Guys a couple of the sites people are linking to and mentioning sell GH one is DRS labs for this reason please do not link or mention the site as it is a source for GH.


----------



## Matt2 (Feb 7, 2012)

Pscarb said:


> Guys a couple of the sites people are linking to and mentioning sell GH one is DRS labs for this reason please do not link or mention the site as it is a source for GH.


Umm by mentioning DRS labs surely you have just done what you are asking us not to do?


----------



## B4PJS (Mar 28, 2013)

Matt2 said:


> Umm by mentioning DRS labs surely you have just done what you are asking us not to do? Is the HGH from there GTG?


He mentioned the lab, not the site itself.


----------



## Sambuca (Jul 25, 2012)

Matt2 said:


> Umm by mentioning DRS labs surely you have just done what you are asking us not to do? Is the HGH from there GTG?


lol this will not end well :lol:


----------



## Matt2 (Feb 7, 2012)

B4PJS said:


> He mentioned the lab, not the site itself.


True but a simple google search using the name finds the site!


----------



## resten (Apr 4, 2012)

Not this again


----------



## B4PJS (Mar 28, 2013)

Matt2 said:


> True but a simple google search using the name finds the site!


Same with all labs mate  The point is to not directly link it.


----------



## comfla (Feb 26, 2013)

Matt2 said:


> True but a simple google search using the name finds the site!


A wild Darwin Appears


----------



## Matt2 (Feb 7, 2012)

B4PJS said:


> Same with all labs mate  The point is to not directly link it.

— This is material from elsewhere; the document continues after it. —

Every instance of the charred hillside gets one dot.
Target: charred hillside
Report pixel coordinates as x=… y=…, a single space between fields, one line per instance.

Ahh ok. I read "sites people are linking to and mentioning sell GH" in the OP's original post to mean you should not mention the name of the site!


----------



## comfla (Feb 26, 2013)

Matt2 said:


> Ahh ok. I read "sites people are linking to and mentioning sell GH" in the OP's original post to mean you should not mention the name of the site!


----------



## 3752 (Jan 7, 2005)

Matt2 said:


> Umm by mentioning DRS labs surely you have just done what you are asking us not to do?


Idiot.......


----------



## m575 (Apr 4, 2010)

Pscarb said:


> Idiot.......


Quite tame really :lol:


----------



## 3752 (Jan 7, 2005)

m575 said:


> Quite tame really :lol:


yea i know but words really did fail me and i am tired


----------



## comfla (Feb 26, 2013)

Darwin is preparing to use selection


----------



## Roid-Rage (Nov 26, 2014)

So this lab we aren't allowed to mention ... is it any good?


----------